‘Stillhunter’ and Neems win turkey photo and video contest

Rhyan Thompson chose this light-colored rock to display his gobbler

Rhyan Thompson of Eden and Matthew Neems of Hillsborough have won the NorthCarolinaSportsman.com turkey photo and video contests.

Readers had a month to enter and three days to vote for their favorites. Thompson’s photo of a big gobbler on a boulder was voted the top photo, while Neems’ video of two toms being harvested was the most-shared and viewed video.

Each won a year’s subscription to North Carolina Sportsman and a $25 coupon to the Sportsman Outdoor Store.

Thompson had been going to the farm that he hunts in Rockingham County on Saturdays leading up to turkey season to scout for gobblers.

“I determined which ridge he was hanging around on, and then I used a Bushnell Trail Cam to document just when he liked to be at a certain spot,” said Thompson, who tried to roost the bird the night before Opening Day but heard no gobbles in a steady rain.

The morning the season opened was foggy and damp, and the boss gobbler sounded off at 6:15 a.m., roughly 125 yards away from Thompson in hilly terrain.

“I called to him with a Cane Creek mouth call, and at 6:30 he flew down and gobbled again,” Thompson said. “I gave another soft yelp (and) he gobbled again, but I could not see him at all because of a knoll between us. So I quit calling, and that’s when the bird came on in.”

The first thing Thompson saw was the fan of the 21-pound turkey in full strut as it crested the knoll. When the gobblers’ red wattles came into view, Thompson fired from 45 yards, killing the gobbler cleanly. Thompson’s father was with him and assisted in making the winning photo, which shows off the turkey’s 11-1/4-inch beard and 1-1/4-inch spurs on a rocky outcrop where they were hunting. Click here to view the full turkey contest photo gallery.

Neems and buddy Trent Frazier were hunting together when they made their “Double Trouble” entry for the video contest, shot using an I-Cam Extreme glasses video camera. They had been hunting in Orange County on a Monday morning without success until they set up in a new spot at 11 a.m. Two toms answered their Cody slate calls. Luckily the turkeys died shortly before the camera batteries did!

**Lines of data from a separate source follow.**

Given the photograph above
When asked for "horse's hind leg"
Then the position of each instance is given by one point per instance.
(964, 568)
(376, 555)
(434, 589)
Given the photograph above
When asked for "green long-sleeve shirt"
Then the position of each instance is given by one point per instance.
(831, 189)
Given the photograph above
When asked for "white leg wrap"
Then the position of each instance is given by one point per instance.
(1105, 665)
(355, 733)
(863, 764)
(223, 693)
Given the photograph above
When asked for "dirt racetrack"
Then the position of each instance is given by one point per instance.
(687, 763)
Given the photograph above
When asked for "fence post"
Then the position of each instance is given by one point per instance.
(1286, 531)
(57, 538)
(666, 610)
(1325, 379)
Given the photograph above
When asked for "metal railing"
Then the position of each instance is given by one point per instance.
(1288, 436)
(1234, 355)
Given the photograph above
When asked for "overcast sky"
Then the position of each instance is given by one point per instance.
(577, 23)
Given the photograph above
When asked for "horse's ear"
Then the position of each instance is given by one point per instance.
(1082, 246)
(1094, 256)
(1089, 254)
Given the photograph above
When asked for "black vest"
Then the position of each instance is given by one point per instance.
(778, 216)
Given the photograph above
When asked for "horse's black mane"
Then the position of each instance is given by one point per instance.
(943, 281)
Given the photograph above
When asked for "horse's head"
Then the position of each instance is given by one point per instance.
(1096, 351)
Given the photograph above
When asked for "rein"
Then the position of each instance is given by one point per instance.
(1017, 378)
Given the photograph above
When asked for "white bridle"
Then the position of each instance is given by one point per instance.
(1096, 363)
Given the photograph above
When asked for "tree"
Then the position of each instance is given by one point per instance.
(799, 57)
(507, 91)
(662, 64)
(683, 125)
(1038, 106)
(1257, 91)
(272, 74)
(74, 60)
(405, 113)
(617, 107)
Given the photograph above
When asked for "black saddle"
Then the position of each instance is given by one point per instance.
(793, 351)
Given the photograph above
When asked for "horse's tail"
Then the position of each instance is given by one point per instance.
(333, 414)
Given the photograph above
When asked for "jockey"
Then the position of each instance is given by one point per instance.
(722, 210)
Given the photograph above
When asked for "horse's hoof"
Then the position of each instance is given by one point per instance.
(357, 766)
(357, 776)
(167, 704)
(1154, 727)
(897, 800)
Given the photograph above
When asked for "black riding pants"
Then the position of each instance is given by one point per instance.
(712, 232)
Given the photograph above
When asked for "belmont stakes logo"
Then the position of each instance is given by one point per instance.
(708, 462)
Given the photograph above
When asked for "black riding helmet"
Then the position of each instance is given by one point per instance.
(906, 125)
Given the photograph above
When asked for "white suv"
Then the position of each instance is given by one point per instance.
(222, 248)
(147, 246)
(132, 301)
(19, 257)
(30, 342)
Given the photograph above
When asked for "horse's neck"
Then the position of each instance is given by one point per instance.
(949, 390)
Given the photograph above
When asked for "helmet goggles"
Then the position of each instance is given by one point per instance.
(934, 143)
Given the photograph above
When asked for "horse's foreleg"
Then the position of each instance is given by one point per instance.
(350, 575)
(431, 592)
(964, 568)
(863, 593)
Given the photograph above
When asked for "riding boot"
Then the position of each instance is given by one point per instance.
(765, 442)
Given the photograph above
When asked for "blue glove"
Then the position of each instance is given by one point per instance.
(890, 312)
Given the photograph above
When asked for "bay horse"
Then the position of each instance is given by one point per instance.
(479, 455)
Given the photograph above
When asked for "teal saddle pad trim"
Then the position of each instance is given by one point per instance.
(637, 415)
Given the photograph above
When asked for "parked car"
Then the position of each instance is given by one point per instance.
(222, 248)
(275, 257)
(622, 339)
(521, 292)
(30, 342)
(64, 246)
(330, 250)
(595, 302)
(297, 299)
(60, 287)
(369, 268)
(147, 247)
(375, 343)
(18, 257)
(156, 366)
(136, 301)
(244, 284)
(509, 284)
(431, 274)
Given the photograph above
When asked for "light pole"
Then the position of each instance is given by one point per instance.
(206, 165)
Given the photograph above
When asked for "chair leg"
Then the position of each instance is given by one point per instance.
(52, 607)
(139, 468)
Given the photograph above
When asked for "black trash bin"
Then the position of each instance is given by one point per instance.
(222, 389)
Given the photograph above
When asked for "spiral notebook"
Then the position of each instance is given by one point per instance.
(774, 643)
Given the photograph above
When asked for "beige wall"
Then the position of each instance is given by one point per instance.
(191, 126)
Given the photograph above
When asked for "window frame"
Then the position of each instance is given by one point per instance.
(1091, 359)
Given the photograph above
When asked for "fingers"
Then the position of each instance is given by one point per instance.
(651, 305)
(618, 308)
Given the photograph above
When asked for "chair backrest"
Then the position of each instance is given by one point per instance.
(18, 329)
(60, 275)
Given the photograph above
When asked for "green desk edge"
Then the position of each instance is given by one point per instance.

“There was two toms coming in, and I shot first, laying out my bird from 40 yards away,” Neems said. “The second bird jumped straight up and started to leave when I hit it with some yelping just using my mouth, and I could hear Trent saying ‘Sit still! Sit still!’ – even though I was running on pure adrenaline at that point. Then Trent shot his bird about 45 yards away, and we celebrated.”

Neems considers the hunt to be a true twin-killing since the turkeys were killed on the same set-up and not at two separate times. He had killed two with two gunners once before, five years ago while hunting with his brother, and he was beginning to wonder if that scenario would ever happen again. Now he has another grand turkey hunting memory to try to top.